AlloyDB for PostgreSQL offers vector search capabilities for structured and unstructured data queries, essential for generative AI applications and AI agents.
AlloyDB AI’s ScaNN index enhancements at Google Cloud Next 2025 aim to boost search quality and performance across both structured and unstructured data.
Filtered vector search in AlloyDB enables efficient search across metadata, texts, and images in scenarios like managing a vast product catalog for an online retailer.
AlloyDB's query planner optimizes filter selectivity to determine the order of SQL filters in vector search, improving search speed and precision.
Highly selective filters, like rare colors in a product catalog, are usually applied as pre-filters to reduce the candidate pool for vector search.
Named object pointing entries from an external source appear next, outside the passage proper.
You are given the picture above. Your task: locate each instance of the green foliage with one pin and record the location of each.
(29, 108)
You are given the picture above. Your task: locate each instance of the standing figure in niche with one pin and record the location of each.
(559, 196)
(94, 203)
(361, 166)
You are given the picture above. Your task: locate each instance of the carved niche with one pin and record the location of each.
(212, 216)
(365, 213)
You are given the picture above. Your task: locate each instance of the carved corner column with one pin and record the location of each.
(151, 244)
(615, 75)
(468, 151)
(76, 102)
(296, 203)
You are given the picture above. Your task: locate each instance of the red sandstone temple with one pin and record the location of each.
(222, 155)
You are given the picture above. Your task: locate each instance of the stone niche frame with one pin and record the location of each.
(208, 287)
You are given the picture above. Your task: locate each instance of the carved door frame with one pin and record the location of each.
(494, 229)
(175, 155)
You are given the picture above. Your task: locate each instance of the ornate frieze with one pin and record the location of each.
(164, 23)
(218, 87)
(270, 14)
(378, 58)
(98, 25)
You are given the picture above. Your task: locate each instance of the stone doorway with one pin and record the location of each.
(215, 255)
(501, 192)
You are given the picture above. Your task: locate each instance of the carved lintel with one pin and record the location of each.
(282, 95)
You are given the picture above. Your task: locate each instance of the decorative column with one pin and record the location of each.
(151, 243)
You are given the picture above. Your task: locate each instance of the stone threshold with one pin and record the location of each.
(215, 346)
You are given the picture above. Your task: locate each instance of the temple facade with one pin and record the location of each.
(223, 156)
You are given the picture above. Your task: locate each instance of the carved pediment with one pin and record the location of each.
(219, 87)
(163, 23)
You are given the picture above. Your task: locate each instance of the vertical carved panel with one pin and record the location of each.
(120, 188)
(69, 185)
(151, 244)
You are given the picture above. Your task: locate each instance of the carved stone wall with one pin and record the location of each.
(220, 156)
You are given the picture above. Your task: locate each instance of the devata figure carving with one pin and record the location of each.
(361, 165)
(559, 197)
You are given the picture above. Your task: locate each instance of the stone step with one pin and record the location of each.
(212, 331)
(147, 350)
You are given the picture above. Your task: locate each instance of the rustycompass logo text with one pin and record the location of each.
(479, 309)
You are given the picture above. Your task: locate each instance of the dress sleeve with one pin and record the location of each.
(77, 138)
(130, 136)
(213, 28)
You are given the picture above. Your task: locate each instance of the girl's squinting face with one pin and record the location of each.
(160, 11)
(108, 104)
Low-selectivity filters, such as common product attributes, are more efficiently applied as post-filters after an initial vector search to avoid excessive candidates.
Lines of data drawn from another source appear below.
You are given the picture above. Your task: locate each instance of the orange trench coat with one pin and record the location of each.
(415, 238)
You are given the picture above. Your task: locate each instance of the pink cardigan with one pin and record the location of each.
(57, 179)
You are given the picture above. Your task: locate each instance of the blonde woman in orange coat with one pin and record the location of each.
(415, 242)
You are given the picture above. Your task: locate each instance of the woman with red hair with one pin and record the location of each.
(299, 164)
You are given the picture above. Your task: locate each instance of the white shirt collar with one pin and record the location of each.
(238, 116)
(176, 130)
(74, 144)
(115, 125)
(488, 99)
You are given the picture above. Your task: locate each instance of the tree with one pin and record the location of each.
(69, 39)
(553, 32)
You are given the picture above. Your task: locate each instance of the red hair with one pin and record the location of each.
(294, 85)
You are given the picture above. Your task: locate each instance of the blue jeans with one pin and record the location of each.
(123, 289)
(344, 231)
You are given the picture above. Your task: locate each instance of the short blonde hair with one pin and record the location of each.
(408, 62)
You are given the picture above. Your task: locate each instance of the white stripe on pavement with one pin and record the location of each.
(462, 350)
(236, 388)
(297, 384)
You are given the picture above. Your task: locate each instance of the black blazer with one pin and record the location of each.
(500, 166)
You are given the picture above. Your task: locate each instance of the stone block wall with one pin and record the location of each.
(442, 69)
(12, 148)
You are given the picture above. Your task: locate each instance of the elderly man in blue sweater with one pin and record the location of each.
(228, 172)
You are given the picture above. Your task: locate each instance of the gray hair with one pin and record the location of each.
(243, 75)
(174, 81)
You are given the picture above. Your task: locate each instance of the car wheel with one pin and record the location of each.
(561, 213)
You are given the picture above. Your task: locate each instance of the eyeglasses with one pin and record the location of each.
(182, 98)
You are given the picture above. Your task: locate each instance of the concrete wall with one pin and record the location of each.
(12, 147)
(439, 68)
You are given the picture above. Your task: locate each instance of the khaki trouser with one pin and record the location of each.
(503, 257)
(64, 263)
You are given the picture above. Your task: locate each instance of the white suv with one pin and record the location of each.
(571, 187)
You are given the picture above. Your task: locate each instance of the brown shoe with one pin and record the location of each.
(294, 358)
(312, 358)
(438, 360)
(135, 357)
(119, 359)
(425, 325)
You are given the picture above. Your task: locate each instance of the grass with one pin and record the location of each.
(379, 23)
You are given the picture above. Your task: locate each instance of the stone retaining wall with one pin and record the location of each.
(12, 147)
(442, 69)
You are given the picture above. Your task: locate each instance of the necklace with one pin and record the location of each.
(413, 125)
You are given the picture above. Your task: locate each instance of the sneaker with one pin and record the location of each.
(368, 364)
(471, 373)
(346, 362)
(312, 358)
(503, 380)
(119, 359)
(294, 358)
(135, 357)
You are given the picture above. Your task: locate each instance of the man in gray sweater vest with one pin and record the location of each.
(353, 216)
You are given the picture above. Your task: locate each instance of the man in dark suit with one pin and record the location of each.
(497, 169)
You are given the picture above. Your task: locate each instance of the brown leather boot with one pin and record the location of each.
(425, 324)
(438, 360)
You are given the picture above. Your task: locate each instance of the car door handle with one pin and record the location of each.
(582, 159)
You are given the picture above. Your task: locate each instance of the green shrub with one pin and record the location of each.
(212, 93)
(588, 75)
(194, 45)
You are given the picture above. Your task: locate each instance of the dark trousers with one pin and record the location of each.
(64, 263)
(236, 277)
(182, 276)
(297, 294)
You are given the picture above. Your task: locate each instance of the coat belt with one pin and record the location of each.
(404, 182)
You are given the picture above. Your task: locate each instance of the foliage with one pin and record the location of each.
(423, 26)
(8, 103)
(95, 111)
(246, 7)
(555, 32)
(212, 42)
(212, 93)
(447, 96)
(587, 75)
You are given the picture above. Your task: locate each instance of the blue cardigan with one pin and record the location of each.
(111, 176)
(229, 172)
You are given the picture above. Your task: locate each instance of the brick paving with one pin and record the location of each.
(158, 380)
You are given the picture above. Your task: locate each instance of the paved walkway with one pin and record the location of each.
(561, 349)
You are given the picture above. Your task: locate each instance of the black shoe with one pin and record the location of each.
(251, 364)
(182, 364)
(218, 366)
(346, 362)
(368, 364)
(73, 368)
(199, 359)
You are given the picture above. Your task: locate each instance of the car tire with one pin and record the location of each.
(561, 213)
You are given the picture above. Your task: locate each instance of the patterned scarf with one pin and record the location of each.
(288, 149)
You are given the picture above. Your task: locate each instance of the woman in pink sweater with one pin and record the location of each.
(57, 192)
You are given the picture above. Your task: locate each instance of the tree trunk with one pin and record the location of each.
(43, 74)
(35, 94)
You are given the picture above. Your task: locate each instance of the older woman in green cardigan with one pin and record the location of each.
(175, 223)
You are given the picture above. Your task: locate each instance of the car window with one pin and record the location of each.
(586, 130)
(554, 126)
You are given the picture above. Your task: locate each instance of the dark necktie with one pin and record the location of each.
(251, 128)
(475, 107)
For medium-selectivity filters, AlloyDB supports in-filtering, applying filter conditions alongside vector search to strike a balance between pre-filtering and post-filtering.
AlloyDB's adaptive filtration feature allows dynamic adjustment of filter order based on observed statistics, enhancing search result quality and performance.
By smartly managing filter selectivity and integrating efficient vector search, AlloyDB ensures high-quality search results as data and workloads evolve.
AlloyDB's ScaNN-powered vector search with adaptive filtration is recommended for real-world applications, offering advanced search capabilities across structured and unstructured data.
Start leveraging AlloyDB’s ScaNN index for vector search and explore the adaptive filtration feature to enhance the quality and performance of your search queries today.